Vivir en el corazón del pueblo es la mejor definición de eternidad, la que mejor expresa el legado de un ser humano: su huella.
Solo quien ha sido consecuente, en su existencia, con los más elevados valores y principios, echa raíces en el alma de la gente. Es un privilegio de pocos, uno reservado para hombres de estirpe heroica, carácter incorruptible, valentía y humildad en igual grado. Camilo Cienfuegos Gorriarán es uno de ellos.
Cada octubre nos convoca a la más sincera evocación de su existencia, al sagrado gesto de honrar a quien, a fuerza de ejemplo, se hizo merecedor del honor. Y entonces renace atemporal y sincera esa sonrisa tan amada, tan única, que ha devenido símbolo de su figura, reflejo del corazón gigante que le habitaba el pecho.

Nunca ha sido el héroe inmóvil en las páginas de un libro, en la fotografía de la escuela. Ha sido siempre el comandante familiar, que devolvía a cada hombre bajo su mando el mismo respeto que le era profesado. Jefe justo, de coraje excepcional, que en cada una de las miles de anécdotas que poblaron su existencia dejó imperecederas lecciones de vida para quienes estuvieron junto a él, quienes lo sucedieron en el tiempo, las generaciones presentes y las que están por venir.
Camilo, el jaranero, el gran amigo del Che, el que ni en la pelota estuvo en contra de Fidel. Camilo, el de Yaguajay, el de la invasión a occidente, el de la entrada triunfal a La Habana, el del sombrero alón, al que le cantan los niños, fue, es y será siempre un paradigma de virtudes.
Un revolucionario cabal, que tiene mucho que enseñarnos todavía, sobre todo en tiempos en que acudir a los ejemplos que la historia nos provee resulta imprescindible para salvaguardar los valores más importantes de la esencia humana.
Es un caudal inagotable de actitudes dignas, del hacer que es consecuente con el decir, de la moral que no se pone en juego y los ideales que no se negocian.

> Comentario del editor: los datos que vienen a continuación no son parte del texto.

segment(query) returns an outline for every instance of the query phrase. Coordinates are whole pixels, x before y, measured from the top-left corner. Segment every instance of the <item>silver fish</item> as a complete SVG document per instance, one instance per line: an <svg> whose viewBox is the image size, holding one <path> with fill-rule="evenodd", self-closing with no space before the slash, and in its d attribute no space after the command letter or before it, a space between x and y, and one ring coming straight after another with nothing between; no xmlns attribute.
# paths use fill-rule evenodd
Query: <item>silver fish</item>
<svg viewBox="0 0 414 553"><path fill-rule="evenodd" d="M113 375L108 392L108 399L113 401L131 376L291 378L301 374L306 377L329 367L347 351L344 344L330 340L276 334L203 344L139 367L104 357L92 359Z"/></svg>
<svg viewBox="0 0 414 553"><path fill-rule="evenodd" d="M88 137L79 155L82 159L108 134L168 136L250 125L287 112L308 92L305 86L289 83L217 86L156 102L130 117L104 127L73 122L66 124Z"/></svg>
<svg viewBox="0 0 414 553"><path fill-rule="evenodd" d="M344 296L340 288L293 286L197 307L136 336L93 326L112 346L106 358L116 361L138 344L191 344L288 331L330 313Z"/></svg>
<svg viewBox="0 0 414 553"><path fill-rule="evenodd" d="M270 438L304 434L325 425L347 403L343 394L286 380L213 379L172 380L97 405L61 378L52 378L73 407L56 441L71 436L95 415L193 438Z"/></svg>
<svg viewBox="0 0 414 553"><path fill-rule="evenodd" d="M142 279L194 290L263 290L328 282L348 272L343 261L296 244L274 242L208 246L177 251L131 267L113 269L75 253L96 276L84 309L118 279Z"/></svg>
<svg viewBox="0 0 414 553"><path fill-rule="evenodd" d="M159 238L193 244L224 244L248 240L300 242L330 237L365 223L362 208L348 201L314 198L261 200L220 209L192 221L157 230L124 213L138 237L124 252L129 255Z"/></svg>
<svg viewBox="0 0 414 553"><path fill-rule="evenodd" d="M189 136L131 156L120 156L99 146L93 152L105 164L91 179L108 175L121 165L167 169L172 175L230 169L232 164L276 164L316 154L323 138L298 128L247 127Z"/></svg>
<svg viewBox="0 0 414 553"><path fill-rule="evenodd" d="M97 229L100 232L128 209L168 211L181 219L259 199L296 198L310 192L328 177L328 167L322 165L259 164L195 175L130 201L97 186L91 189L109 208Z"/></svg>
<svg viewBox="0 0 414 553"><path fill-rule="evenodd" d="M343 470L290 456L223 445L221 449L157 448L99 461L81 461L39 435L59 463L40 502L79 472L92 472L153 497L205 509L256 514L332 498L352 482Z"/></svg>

El mar, simbólico nicho que conserva su estatura, recibe las flores del respeto, y entre ramos de colores y consignas dedicadas a recordar su existencia, más que a llorar su muerte, se vislumbran las certezas de futuro, de la obra que el prematuro adiós no dejó trunca, sino lista para ser continuada por nuevas manos, nuevas energías, nuevas esperanzas. Y también un hasta siempre, y un gracias, y un ¡ordene, Comandante Camilo!, porque por los senderos imborrables de su ejemplo, marcha seguro el pueblo.